Premising similar action in the future, one may offer that the current stock price is slightly undervalued. If the stock price rose to meet the last marker on the blue line (2013 projected EPS of $7.90), it would indicate a $94 price target. The stock price closed at $89 on Friday. This suggests an upside of five or six percent, plus dividends. It should be noted that ExxonMobil management rarely misses earnings forecasts, thereby adding confidence in the likelihood of meeting the 2013 forecast. Unless an investor premises a significant change in the go-forward market multiple, or a serious miss for 2013 earnings, he / she may surmise that a modest uplift in the share price is reasonable.
Let's look at the valuation in a slightly different way.
Utilizing a similar chart style, let's check XOM's valuation comparing price versus FFO (Funds from Operations) instead of operating earnings. This permits us to double-check both historical context and valuation methodology. Note the FFO “dot” is filled under “valuation type” in this case:
This F.A.S.T. Graph reinforces the previous one. Here, the “blue line” normalized Price / FFO multiple has averaged about 8.6x. The price has likewise tended to track this multiple over the past decade. Using the Street's 2013 projected FFO, and doing the math, ExxonMobil stock price is forecast to trade about $100 a share during the next twelve months or so.
It appears the stock is somewhat undervalued by either measure.
The Bottom Line
ExxonMobil stock has demonstrated fundamental valuation metrics to indicate it is a well-managed, well-capitalized going concern. XOM generates a lot of cash, management invests heavily for the future, and yet returns considerable capital for its shareholders. The company stacks up favorably against industry peers, including its closest cousins, the Super Majors.
The subsequent valuation exercise offers a snapshot that shows the company stock is undervalued by less than ten percent or so. A safe and growing dividend adds additional cash returns to the investor.
Unfortunately, XOM stock is trapped in a poorly-performing market sector now: Energy.
Of the ten Standard & Poor's market sectors, Energy tracks eight of ten. Indeed, the three-month trailing returns for this sector have been a little over two percent. Meanwhile, the overall market as measured by the S&P 500 index has surged almost eight percent over the same span.
In addition, earnings for the company as well as the sector are projected to be flat or modestly declining this year.
Finally, Exxon is in the midst of a heavy-capital spending program to align new oil and gas production against depleting reserves. The company plans to invest over $38 billion just this year. While it is encouraging to note that management is aggressively intending to replace reserves, and that ExxonMobil is one of the most efficient upstream operators in the business, the investor should consider that the “capex-to-cash register” path is measured in years, not months. The process will take time.
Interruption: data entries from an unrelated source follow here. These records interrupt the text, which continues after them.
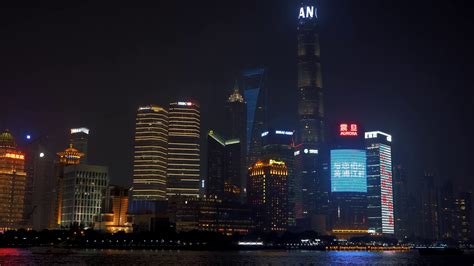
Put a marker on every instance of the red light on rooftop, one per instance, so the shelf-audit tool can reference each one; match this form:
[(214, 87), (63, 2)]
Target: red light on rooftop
[(348, 130)]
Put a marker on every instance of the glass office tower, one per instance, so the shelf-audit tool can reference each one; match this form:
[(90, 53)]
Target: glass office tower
[(183, 149)]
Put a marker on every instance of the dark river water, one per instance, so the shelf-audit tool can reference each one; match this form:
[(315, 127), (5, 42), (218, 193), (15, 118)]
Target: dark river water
[(165, 257)]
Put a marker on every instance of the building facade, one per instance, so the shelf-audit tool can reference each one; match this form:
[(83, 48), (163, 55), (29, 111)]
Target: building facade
[(312, 190), (183, 149), (255, 95), (224, 168), (150, 154), (278, 144), (348, 189), (79, 139), (39, 166), (236, 129), (268, 195), (12, 183), (114, 216), (379, 182), (84, 187), (69, 156), (462, 219), (210, 214)]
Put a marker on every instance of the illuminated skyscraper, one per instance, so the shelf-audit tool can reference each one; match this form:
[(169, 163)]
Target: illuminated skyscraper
[(223, 168), (268, 194), (184, 149), (312, 189), (114, 216), (215, 165), (379, 182), (12, 183), (255, 95), (348, 186), (41, 182), (462, 216), (70, 156), (80, 141), (151, 152), (278, 144), (236, 129), (84, 187)]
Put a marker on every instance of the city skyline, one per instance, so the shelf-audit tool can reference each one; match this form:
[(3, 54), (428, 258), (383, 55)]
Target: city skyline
[(409, 124)]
Therefore, ExxonMobil stock seems to offer longer-term investors a sound, but not immediate, return. Make no mistake: the company has the wherewithal to weather economic storms, and the operational / financial acumen to create shareholder value.
However, XOM is currently situated in a lagging market sector that is projected to grow slowly over the near-term. This is why the stock price has lagged while the U.S. Market has been hitting new highs. Investor sentiment has been neutral to outright bearish.
For those who want exposure to the Energy business, one cannot go wrong investing with ExxonMobil. However, the stock may not provide immediate gratification. True, it's likely the dividend will be increased again soon, and corporate management rarely misses earnings projections. Nonetheless, prudent investors may consider building a position around this equity now, then adding slowly to it upon short-term price weakness while the sector strengthens and returns to favor.
Please do you own homework before making any investment, and seek professional advice as necessary. Good luck with all your 2013 investments.